Woolworths put its appeal in yesterday without knowing why it had been rejected in the first place, when it actually had 20 working days to decide. In reality it probably had longer - the courts have discretion to extend that 20 days deadline and almost certainly would have had the Commerce Commission been slow in publishing its reasons for the rejection.
But what Woolies was trying to do was send a message to Warehouse shareholders: don't sell into the first takeover offer that you get.
With Pacific Equity Partners reheating its privatisation plan for The Warehouse and potentially making a bid within weeks, Woolworths had no time to lose.
The Australian retailer had already told The Warehouse board it was prepared to pay $7.15 a share, news that filtered through to the media last week. Now it needed to assure shareholders that it was still interested, despite failing to win Commerce Commission clearance.

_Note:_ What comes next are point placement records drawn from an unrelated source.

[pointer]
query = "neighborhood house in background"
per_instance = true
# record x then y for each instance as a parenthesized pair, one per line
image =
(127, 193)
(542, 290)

Essentially, though, the choice hasn't changed for The Warehouse shareholders.
Should they be presented with a bid from Pacific Equity Partners - probably for about $6 a share - do they take that now? Or do they wait for the Woolworths appeal to run its course, potentially 12 months from now, to get 19 per cent more if Woolworths wins?
There are two big ifs. First, Woolies has to win the appeal.
Second, only The Warehouse board has seen the letter from Woolworths chief executive Michael Luscombe saying the company would pay $7.15 a share. Warehouse chairman Keith Smith hasn't publicly acknowledged that letter, which suggests it falls a long way short of any firm offer, otherwise Smith would be obliged to make it public under market disclosure rules.
So shareholders would have to be putting a lot of faith in Woolworths if they turned down a certain offer from Pacific Equity Partners for a potential offer down the track.
Woolworths already looks as if it's working on a contingency plan. Reports this week from Australia suggest it has expressed interest in buying Coles' 13 Kmart stores in New Zealand.
This would be a second-best option to its planned $2 billion bid for the 90 per cent of Warehouse shares it doesn't already own. That would give it 85 Red Shed store sites to add to its supermarket chain and immediately make it by far the dominant retailer in New Zealand.
As for Pacific Equity Partners, it has to decide whether it tries to trump Woolworths with a quick bid and deal with the spectre of a higher Woolworths bid looming over its own offer. Or it could risk waiting and hope that the Commerce Commission's decision can withstand an appeal so it can have an unimpeded run at The Warehouse.
Lawyers will be rubbing their hands together as Round 2 begins.